Wednesday 13 January 2010

CHAPEL ASH TODAY, LOOKS SAD AND TIRED



BUT ONCE UPON A TIME IT WAS TWICE IN-SPIRED!


ADVERT - "NOW 1879-80 - Charles Clark coach and carriage builder Chapel Ash."

Chapel Ash was well established on this main arterial route, through Wolverhampton, as a fine residential and commercial centre, when the above Advert appeared in 'Stevens Directory', which listed all commercial businesses in the Town at the time.

Charles Clark made carriages for horse transport, but even then there is a great indication that we will soon be entering the age of the motor car, and Clark's will take over a large slice of the west end of Chapel Ash where they traded for the next 100 years.


(New Charles Clark building on the corner of Bath Road Circa 1950)

Charles Clark is well established here in 1950, at the opening of a new showroom in Chapel Ash, by the Mayor of Wolverhampton, Councillor H.Bowdler.

At that time they also had old buildings across the road, as used car sales showrooms. Then in the mid 1960's, a choice piece of ground close by became available, and the building they took on then, regretably still stands today as a forlorn legacy to their once illustrious name.


(Derelict Charles Clark building on Merridale Rd 2009)

Those who travel via Chapel Ash into Wolverhampton these days may, as I do, look at the derelict former showrooms once belonging to the prestgious firm of Charles Clark, on the corner of old Lord Street with dismay at their continuing neglect.

What makes it even more sad if you can remember this imposing building it replaced.


(The United Presbyterian Church 1963)

At the time of the Markets move to Salop Street in the early 1960's, and the general clearance and tidying up of the area across to Brickkiln Street and down to Chapel Ash, we lost another of our fine old Victorian Churches as its congregation declined.

The United Presbyterian Church, on the corner of Lord Street and Merridale Road, (Mr Bidlake, archtect, Mr Cockerill, builder,) was a plain yet elegant structure with a substantial, rather than lofty spire, rising 96 feet. It opened October 14th, 1870, the entire cost being £3,200.

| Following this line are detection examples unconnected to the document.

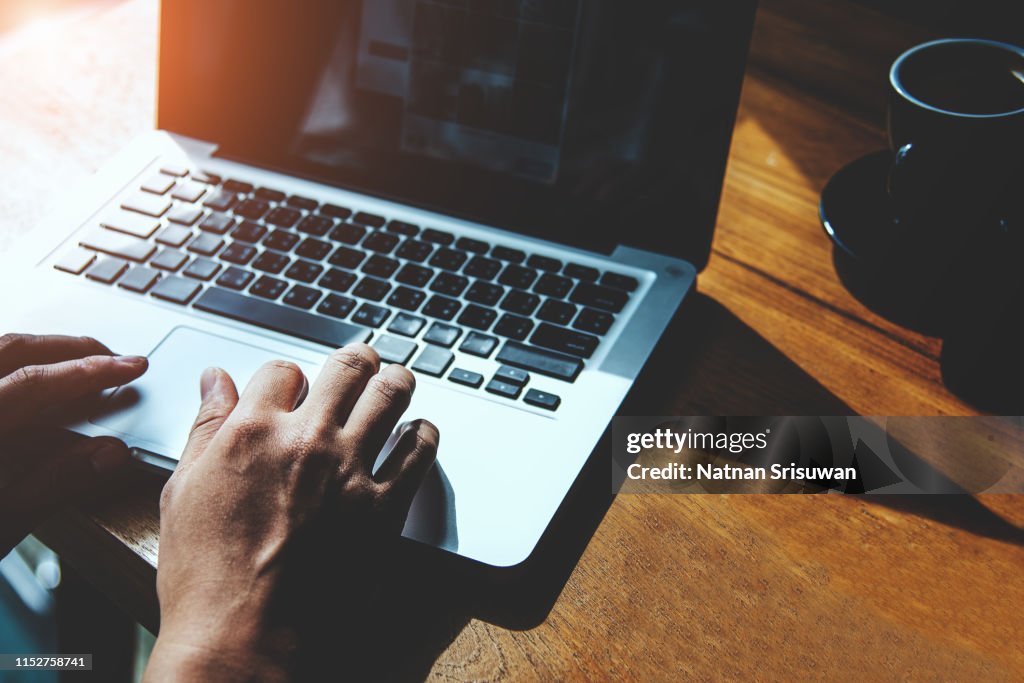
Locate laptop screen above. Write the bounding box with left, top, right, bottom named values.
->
left=158, top=0, right=754, bottom=266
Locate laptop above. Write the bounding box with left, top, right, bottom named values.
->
left=3, top=0, right=755, bottom=567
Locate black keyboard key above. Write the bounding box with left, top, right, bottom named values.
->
left=455, top=238, right=490, bottom=254
left=157, top=225, right=191, bottom=247
left=217, top=266, right=253, bottom=290
left=150, top=275, right=203, bottom=305
left=321, top=204, right=352, bottom=218
left=459, top=303, right=498, bottom=330
left=387, top=287, right=427, bottom=310
left=413, top=344, right=455, bottom=377
left=53, top=247, right=96, bottom=275
left=167, top=204, right=203, bottom=225
left=420, top=227, right=455, bottom=247
left=496, top=341, right=583, bottom=382
left=329, top=223, right=367, bottom=245
left=484, top=379, right=522, bottom=400
left=569, top=283, right=630, bottom=313
left=423, top=323, right=462, bottom=348
left=231, top=220, right=266, bottom=245
left=263, top=206, right=302, bottom=227
left=601, top=272, right=640, bottom=292
left=85, top=257, right=128, bottom=285
left=537, top=299, right=577, bottom=325
left=498, top=265, right=537, bottom=290
left=224, top=180, right=253, bottom=195
left=352, top=211, right=385, bottom=227
left=490, top=247, right=526, bottom=263
left=430, top=247, right=466, bottom=270
left=522, top=389, right=562, bottom=411
left=118, top=265, right=160, bottom=294
left=285, top=259, right=324, bottom=283
left=282, top=285, right=321, bottom=310
left=79, top=227, right=157, bottom=262
left=362, top=254, right=398, bottom=279
left=253, top=187, right=285, bottom=202
left=362, top=232, right=399, bottom=254
left=181, top=258, right=220, bottom=281
left=352, top=303, right=391, bottom=328
left=319, top=268, right=355, bottom=292
left=199, top=212, right=234, bottom=234
left=150, top=249, right=188, bottom=272
left=430, top=270, right=469, bottom=296
left=220, top=242, right=256, bottom=265
left=263, top=230, right=299, bottom=252
left=459, top=332, right=498, bottom=358
left=394, top=240, right=434, bottom=263
left=387, top=313, right=427, bottom=337
left=352, top=276, right=391, bottom=301
left=286, top=195, right=319, bottom=211
left=250, top=250, right=291, bottom=274
left=295, top=238, right=332, bottom=261
left=316, top=294, right=355, bottom=317
left=466, top=281, right=505, bottom=306
left=495, top=366, right=529, bottom=386
left=526, top=254, right=562, bottom=272
left=203, top=189, right=239, bottom=211
left=501, top=290, right=541, bottom=315
left=121, top=193, right=171, bottom=218
left=534, top=272, right=572, bottom=299
left=249, top=275, right=288, bottom=299
left=493, top=313, right=534, bottom=341
left=394, top=263, right=434, bottom=287
left=449, top=368, right=483, bottom=389
left=196, top=287, right=372, bottom=348
left=374, top=335, right=416, bottom=366
left=463, top=256, right=502, bottom=280
left=573, top=308, right=615, bottom=335
left=295, top=214, right=333, bottom=237
left=562, top=263, right=601, bottom=283
left=529, top=323, right=600, bottom=358
left=422, top=294, right=462, bottom=321
left=328, top=247, right=367, bottom=270
left=234, top=200, right=270, bottom=220
left=387, top=220, right=420, bottom=238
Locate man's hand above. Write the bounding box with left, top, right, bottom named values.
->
left=147, top=344, right=438, bottom=681
left=0, top=335, right=147, bottom=557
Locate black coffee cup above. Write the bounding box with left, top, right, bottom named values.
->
left=888, top=38, right=1024, bottom=227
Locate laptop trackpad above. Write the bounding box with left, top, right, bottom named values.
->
left=95, top=328, right=319, bottom=460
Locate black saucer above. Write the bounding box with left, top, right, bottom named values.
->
left=818, top=150, right=899, bottom=265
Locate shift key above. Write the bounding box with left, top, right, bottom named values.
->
left=79, top=228, right=157, bottom=263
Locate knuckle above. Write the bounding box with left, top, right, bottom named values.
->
left=329, top=344, right=379, bottom=375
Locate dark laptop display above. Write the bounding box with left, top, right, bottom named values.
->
left=158, top=0, right=754, bottom=266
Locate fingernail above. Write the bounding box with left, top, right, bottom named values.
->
left=89, top=443, right=127, bottom=474
left=199, top=368, right=219, bottom=399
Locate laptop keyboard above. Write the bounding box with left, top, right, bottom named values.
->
left=54, top=166, right=638, bottom=411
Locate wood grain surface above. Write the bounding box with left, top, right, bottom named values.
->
left=0, top=0, right=1024, bottom=680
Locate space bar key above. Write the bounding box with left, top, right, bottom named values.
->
left=193, top=287, right=373, bottom=348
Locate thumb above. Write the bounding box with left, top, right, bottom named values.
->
left=179, top=368, right=239, bottom=466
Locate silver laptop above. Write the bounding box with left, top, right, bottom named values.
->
left=2, top=0, right=754, bottom=566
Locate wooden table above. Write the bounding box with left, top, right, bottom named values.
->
left=0, top=0, right=1024, bottom=680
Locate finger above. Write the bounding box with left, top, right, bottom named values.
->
left=0, top=436, right=130, bottom=545
left=344, top=365, right=416, bottom=464
left=374, top=420, right=440, bottom=515
left=0, top=334, right=112, bottom=377
left=0, top=355, right=148, bottom=431
left=303, top=344, right=380, bottom=425
left=236, top=360, right=307, bottom=415
left=178, top=368, right=239, bottom=467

It stood alongside its vicarage for just short of a century. It is pictured here on the 24th of May 1963, redundant, and awaiting demolition, to be replaced by the now derelict showrooms that was once part of Charles Clark, Chapel Ash.




(The Old Bell Circa 1890's)

The Chapel Ash area, together with the town end of Tettenhall Road was laid out in the twenty years after the Napoleanic wars, as the first suburb of the town.

The whole area was graced with elegant designed houses the best of which stll survive today, and also at both of its approaches, two elegant Victorian Churches.

When the above photograph was taken in the 1890's, in the days before the motor car, the only traffic to be seen around the junction of Merridale Road and Compton Road, and Tettenhall road leading out of Chapel Ash, in to the Shropshire countryside, was horse drawn or pushed by hand.

On the corner of Compton Road before the (now abandoned) Eye Infirmary came on this spot, was the Postal / Telegraph office.

Opposite on the left, the elderly couple are crossing from outside the Old Bell Inn, which for many years, with the green grocers adjoining, were on the corner of Lord Street. Towering over the roof of the Bell is the tall spire of the Presbyterian Church, on the opposite corner of Lord Street.

(A flourishing Chapel Ash Circa 1955)

Apart from a new road lay-out and increased traffic problems nothing much has changed regarding the look of Chapel Ash, although now in 2010, its buildings are suffering from years of neglect, and the old established trades of butchers, fish merchants and greengrocer's, have now been swept aside.

The vacant shop spaces have been taken up by fast food outlets, and estate agents. On the positive side the one remaining church, Saint Marks, has been saved and has become offices.

I firmly believe as long as Marstons (nee Banks's) keep it as their home, Chapel Ash itself will remain a vibrant part of Old Wolverhampton.